Não há nada como perdermo-nos na leitura de um bom livro. Mas ainda pouco se sabe sobre o que realmente acontece no cérebro à medida que transforma símbolos impressos em imagens mentais, ideias e emoções. Uma nova meta-análise que envolveu mais de três mil adultos e 163 exames cerebrais ajuda a perceber melhor o que acontece no cérebro quando lemos.

“Apesar de muitas investigações neurocientíficas sobre a linguagem, ainda sabemos pouco sobre a sua organização no cérebro humano”, afirmou em 2023 a neurocientista Sabrina Turker, do Instituto Max Planck de Ciências Cognitivas e do Cérebro Humano, na Alemanha.

“Grande parte do que sabemos vem de estudos pontuais, com amostras pequenas, e não foi confirmada por investigações de seguimento”.

Foi para colmatar essa lacuna - e perceber melhor como o cérebro processa a linguagem escrita - que Sabrina Turker e a sua equipa realizaram uma meta-análise que reuniu os resultados de 163 estudos com exames cerebrais, como ressonância magnética funcional (fMRI) ou tomografia por emissão de positrões (PET), realizados a 3.031 adultos, relatam na Neuroscience & Biobehavioral Reviews.

O que é “ler”? E o que o cérebro faz para isso acontecer?

Os estudos incluíram todo o tipo de tarefas de leitura, em diversas línguas alfabéticas: desde o reconhecimento de letras isoladas à leitura de textos completos, em voz alta ou em silêncio, com palavras reais ou inventadas.

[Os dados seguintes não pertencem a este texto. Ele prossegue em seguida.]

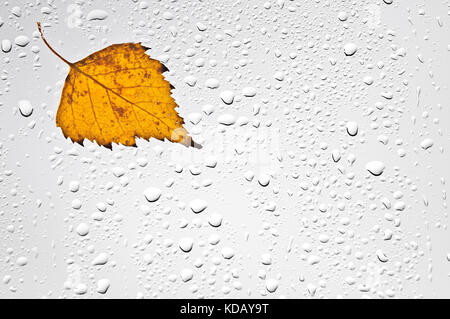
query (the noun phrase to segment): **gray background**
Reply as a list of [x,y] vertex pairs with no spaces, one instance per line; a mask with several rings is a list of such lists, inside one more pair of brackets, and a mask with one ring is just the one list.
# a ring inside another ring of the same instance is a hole
[[[11,0],[0,8],[0,41],[13,42],[0,51],[0,297],[450,297],[449,1]],[[94,9],[107,17],[89,20]],[[139,140],[109,151],[66,140],[55,114],[68,67],[39,39],[37,21],[71,61],[113,43],[151,47],[203,149]],[[15,45],[19,35],[30,43]],[[353,56],[344,54],[349,42]],[[207,87],[212,78],[218,88]],[[256,95],[244,96],[245,87]],[[224,91],[235,94],[231,105]],[[33,105],[30,117],[19,100]],[[236,123],[220,124],[224,114]],[[427,138],[433,146],[423,149]],[[384,163],[381,176],[366,170],[370,161]],[[158,201],[146,201],[148,187],[161,190]],[[196,199],[207,202],[199,214],[190,209]],[[95,220],[99,203],[107,208]],[[220,227],[208,223],[214,214]],[[87,236],[77,234],[81,223]],[[179,248],[186,237],[188,253]],[[99,254],[105,265],[92,264]],[[106,294],[97,292],[101,279]]]

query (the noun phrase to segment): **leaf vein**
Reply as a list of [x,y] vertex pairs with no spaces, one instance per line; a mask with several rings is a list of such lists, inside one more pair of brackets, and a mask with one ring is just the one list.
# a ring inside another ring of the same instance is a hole
[[[161,123],[163,123],[165,126],[167,126],[167,128],[170,130],[171,126],[168,125],[166,122],[164,122],[161,118],[159,118],[158,116],[152,114],[151,112],[147,111],[146,109],[140,107],[139,105],[131,102],[130,100],[126,99],[125,97],[121,96],[119,93],[117,93],[114,90],[111,90],[110,88],[108,88],[106,85],[104,85],[103,83],[101,83],[99,80],[97,80],[96,78],[94,78],[92,75],[82,71],[80,68],[78,68],[74,63],[71,63],[70,66],[72,68],[74,68],[75,70],[77,70],[78,72],[80,72],[81,74],[83,74],[84,76],[92,79],[94,82],[96,82],[98,85],[100,85],[101,87],[103,87],[106,92],[108,93],[108,91],[111,91],[112,93],[114,93],[115,95],[117,95],[119,98],[121,98],[122,100],[124,100],[125,102],[129,103],[132,106],[137,107],[138,109],[142,110],[143,112],[147,113],[148,115],[154,117],[155,119],[157,119],[158,121],[160,121]],[[108,93],[108,97],[109,97],[109,93]],[[115,113],[114,113],[115,114]]]
[[106,91],[106,95],[108,96],[108,101],[109,101],[109,105],[111,106],[111,110],[112,110],[114,116],[116,117],[117,124],[119,124],[119,127],[122,130],[123,134],[126,135],[125,130],[123,129],[122,124],[120,123],[119,117],[117,116],[116,111],[114,111],[114,107],[113,107],[113,104],[111,102],[111,97],[109,96],[109,92],[108,92],[108,90],[106,88],[105,88],[105,91]]
[[134,71],[134,70],[151,70],[151,69],[155,69],[154,67],[136,67],[136,68],[125,68],[125,69],[117,69],[114,71],[109,71],[109,72],[104,72],[104,73],[95,73],[92,74],[93,76],[98,76],[98,75],[108,75],[108,74],[112,74],[112,73],[118,73],[118,72],[125,72],[125,71]]
[[94,103],[92,103],[92,95],[91,95],[91,89],[89,87],[89,79],[86,81],[86,85],[87,85],[87,88],[88,88],[89,101],[91,102],[91,109],[92,109],[92,113],[94,114],[95,123],[97,123],[98,129],[100,130],[100,135],[103,138],[105,138],[103,136],[103,130],[102,130],[100,124],[98,123],[97,115],[95,114]]

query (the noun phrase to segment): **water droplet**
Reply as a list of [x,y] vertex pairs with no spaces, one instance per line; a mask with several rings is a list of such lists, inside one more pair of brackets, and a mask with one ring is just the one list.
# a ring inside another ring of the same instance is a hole
[[161,190],[156,187],[149,187],[144,191],[144,196],[149,202],[156,202],[161,197]]
[[33,114],[33,105],[31,105],[31,102],[28,100],[20,100],[18,102],[18,107],[20,114],[24,117],[28,117]]
[[358,47],[356,46],[356,44],[354,44],[352,42],[346,43],[344,46],[344,53],[346,56],[354,55],[357,50],[358,50]]
[[189,206],[194,213],[198,214],[208,207],[208,203],[202,199],[194,199],[189,203]]
[[383,174],[385,165],[380,161],[371,161],[366,164],[366,169],[374,176],[380,176]]

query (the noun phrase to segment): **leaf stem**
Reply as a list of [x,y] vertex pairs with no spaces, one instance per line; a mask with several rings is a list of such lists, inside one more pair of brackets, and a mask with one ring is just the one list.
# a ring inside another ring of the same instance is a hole
[[41,34],[42,40],[44,41],[45,45],[50,49],[50,51],[52,51],[53,54],[56,55],[58,58],[60,58],[64,63],[68,64],[69,66],[72,66],[72,63],[71,63],[71,62],[69,62],[69,61],[67,61],[66,59],[64,59],[64,58],[63,58],[58,52],[56,52],[56,51],[50,46],[50,44],[47,42],[47,40],[46,40],[45,37],[44,37],[44,33],[42,32],[42,27],[41,27],[41,23],[40,23],[40,22],[37,23],[37,26],[38,26],[39,33]]

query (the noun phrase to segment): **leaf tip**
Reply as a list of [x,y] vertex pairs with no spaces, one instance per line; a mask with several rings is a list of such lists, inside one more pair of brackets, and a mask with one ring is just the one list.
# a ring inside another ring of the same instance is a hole
[[202,145],[200,145],[200,144],[194,142],[193,139],[191,139],[191,146],[192,146],[193,148],[196,148],[196,149],[199,149],[199,150],[203,148]]

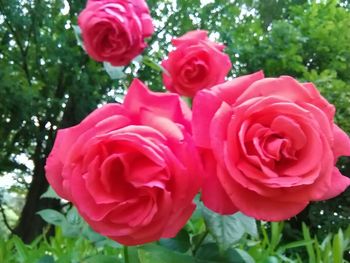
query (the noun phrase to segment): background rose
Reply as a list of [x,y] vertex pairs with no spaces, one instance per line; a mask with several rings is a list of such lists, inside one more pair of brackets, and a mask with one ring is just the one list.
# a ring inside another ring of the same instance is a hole
[[200,91],[193,132],[208,171],[204,203],[276,221],[340,194],[350,179],[335,163],[350,140],[334,112],[313,84],[262,72]]
[[107,104],[58,131],[47,179],[102,235],[126,245],[173,237],[201,182],[190,117],[177,95],[135,80],[123,105]]
[[84,47],[97,61],[124,66],[142,53],[153,33],[143,0],[90,0],[78,17]]
[[198,90],[222,83],[231,69],[224,45],[211,42],[208,32],[191,31],[172,40],[176,50],[162,62],[165,87],[172,92],[193,97]]

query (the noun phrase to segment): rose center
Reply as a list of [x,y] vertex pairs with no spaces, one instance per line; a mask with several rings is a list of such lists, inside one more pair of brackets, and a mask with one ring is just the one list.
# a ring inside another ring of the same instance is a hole
[[189,61],[183,68],[181,75],[187,82],[200,82],[208,72],[208,67],[204,61],[193,59]]
[[295,151],[288,139],[273,134],[262,139],[261,149],[266,158],[280,161],[282,158],[294,159]]

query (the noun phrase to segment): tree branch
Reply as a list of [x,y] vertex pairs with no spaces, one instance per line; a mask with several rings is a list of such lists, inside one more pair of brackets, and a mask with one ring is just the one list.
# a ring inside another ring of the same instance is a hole
[[11,232],[11,234],[13,234],[14,231],[13,231],[13,228],[10,226],[8,220],[7,220],[7,216],[6,216],[6,213],[5,213],[5,209],[4,209],[4,207],[2,206],[2,201],[0,202],[0,212],[1,212],[2,219],[3,219],[3,221],[4,221],[4,224],[5,224],[6,228]]
[[[0,12],[3,13],[5,15],[5,8],[4,8],[4,4],[2,2],[2,0],[0,0]],[[22,56],[22,69],[26,75],[27,81],[29,86],[32,85],[32,81],[30,78],[30,74],[29,74],[29,69],[28,69],[28,64],[27,64],[27,53],[26,50],[23,48],[23,45],[20,41],[20,38],[16,32],[16,30],[14,29],[14,27],[11,25],[11,23],[9,22],[8,16],[5,15],[5,24],[7,26],[7,28],[9,29],[9,31],[12,33],[14,40],[19,48],[19,51],[21,53]]]

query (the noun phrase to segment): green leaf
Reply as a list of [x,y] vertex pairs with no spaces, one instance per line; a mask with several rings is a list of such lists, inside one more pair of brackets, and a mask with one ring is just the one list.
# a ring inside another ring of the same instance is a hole
[[60,225],[62,228],[62,234],[65,237],[78,237],[82,233],[84,221],[78,214],[77,209],[72,206],[66,215],[66,220]]
[[91,229],[88,225],[86,225],[83,229],[83,235],[89,239],[91,242],[100,242],[105,240],[106,237],[96,233],[94,230]]
[[80,225],[82,222],[82,219],[78,213],[78,210],[72,206],[71,209],[69,209],[67,213],[67,222],[72,225]]
[[196,235],[192,235],[191,243],[194,247],[198,248],[201,244],[213,241],[213,237],[208,235],[209,231],[204,231]]
[[333,238],[333,262],[343,262],[343,231],[339,229],[338,233]]
[[322,256],[324,263],[329,263],[333,260],[330,259],[330,255],[332,255],[332,235],[328,234],[327,237],[322,241],[320,248],[322,250]]
[[279,263],[279,262],[280,261],[278,260],[278,258],[274,256],[270,256],[264,261],[264,263]]
[[203,263],[254,263],[254,259],[241,249],[229,248],[220,253],[219,247],[215,243],[201,246],[196,254],[196,258]]
[[82,263],[118,263],[118,262],[122,262],[122,260],[114,256],[105,256],[105,255],[92,256],[82,261]]
[[55,259],[52,256],[45,255],[37,263],[55,263]]
[[226,253],[225,262],[230,263],[254,263],[254,259],[242,249],[229,249]]
[[27,261],[27,252],[28,252],[28,250],[27,250],[25,244],[23,243],[23,241],[19,237],[14,236],[12,238],[12,242],[13,242],[13,244],[16,247],[17,260],[19,262],[26,262]]
[[60,226],[66,222],[64,215],[53,209],[44,209],[37,212],[37,214],[40,215],[47,223],[55,226]]
[[142,62],[143,64],[150,67],[151,69],[154,69],[155,71],[164,72],[169,75],[168,71],[165,68],[163,68],[157,62],[153,61],[150,57],[143,56]]
[[190,249],[190,236],[182,229],[174,238],[160,239],[159,244],[170,250],[186,252]]
[[254,218],[246,216],[241,212],[234,214],[234,216],[241,222],[246,233],[252,237],[258,237],[258,227]]
[[283,222],[272,222],[271,223],[271,243],[270,250],[274,251],[275,248],[281,241],[283,230]]
[[246,232],[246,227],[241,222],[241,215],[219,215],[203,205],[202,213],[209,233],[216,239],[223,250],[239,241]]
[[141,263],[195,263],[191,256],[153,244],[140,247],[138,255]]
[[77,26],[77,25],[72,25],[72,28],[74,30],[74,34],[75,34],[75,38],[77,40],[77,44],[78,46],[81,46],[82,48],[84,48],[84,45],[83,45],[83,39],[81,37],[81,30],[80,30],[80,27]]
[[124,67],[114,67],[108,62],[103,62],[103,67],[111,79],[125,78]]
[[128,247],[129,263],[141,263],[139,259],[138,247]]
[[[302,224],[302,229],[303,229],[303,236],[305,241],[313,241],[310,236],[310,231],[308,227],[305,225],[305,223]],[[312,246],[312,244],[306,245],[306,250],[307,254],[309,255],[309,262],[310,263],[316,263],[316,256],[315,256],[315,251]]]
[[[316,254],[316,262],[322,262],[322,249],[321,245],[318,243],[317,238],[314,239],[314,247],[315,247],[315,254]],[[293,262],[294,263],[294,262]],[[326,262],[324,262],[326,263]]]
[[196,253],[196,258],[210,262],[222,260],[218,244],[216,243],[208,243],[200,246]]
[[61,225],[62,235],[65,237],[78,237],[81,234],[81,227],[77,225],[72,225],[67,221],[63,222]]
[[54,198],[54,199],[61,199],[61,197],[59,197],[56,192],[52,189],[51,186],[49,186],[49,188],[47,188],[47,191],[45,193],[43,193],[40,198]]
[[294,242],[290,242],[286,245],[280,246],[278,248],[278,251],[283,253],[285,250],[287,249],[291,249],[291,248],[297,248],[297,247],[303,247],[303,246],[308,246],[308,245],[312,245],[314,241],[313,240],[300,240],[300,241],[294,241]]
[[117,243],[116,241],[109,239],[109,238],[105,238],[103,240],[97,241],[95,242],[95,246],[96,247],[112,247],[112,248],[122,248],[123,246],[119,243]]

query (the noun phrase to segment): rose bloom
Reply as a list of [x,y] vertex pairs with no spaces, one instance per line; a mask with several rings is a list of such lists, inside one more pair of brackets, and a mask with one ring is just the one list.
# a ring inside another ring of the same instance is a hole
[[86,52],[113,66],[125,66],[141,54],[154,31],[144,0],[90,0],[78,24]]
[[178,95],[135,80],[122,105],[107,104],[58,131],[47,180],[96,232],[117,242],[173,237],[194,211],[201,184],[190,118]]
[[339,195],[350,179],[335,163],[350,155],[350,139],[334,113],[312,83],[262,72],[197,93],[193,134],[207,171],[204,204],[279,221]]
[[208,32],[196,30],[172,40],[176,50],[162,62],[165,87],[183,96],[193,97],[197,91],[225,80],[232,65],[222,52],[224,45],[208,39]]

“Na literatura, a leitura é geralmente entendida como dar significado a palavras escritas (acesso semântico). Mas todas as tarefas analisadas nesta meta-análise têm em comum o processamento fonológico — a capacidade de o cérebro para organizar os sons e gerar significado a partir deles", explicam os autores.

Sabe-se que o hemisfério esquerdo do cérebro é o principal centro do processamento da linguagem. Por isso, não surpreende que todos os tipos de leitura - de letras, palavras, frases ou textos inteiros - ativem sobretudo esta região.

“Encontrámos uma elevada especificidade de processamento para a leitura de letras, palavras, frases e textos exclusivamente em áreas do hemisfério esquerdo”, salienta a equipa.

A leitura de letras e textos envolve principalmente as áreas motora e visual esquerdas, enquanto a leitura de palavras e frases ativa múltiplas regiões linguísticas nesse mesmo hemisfério.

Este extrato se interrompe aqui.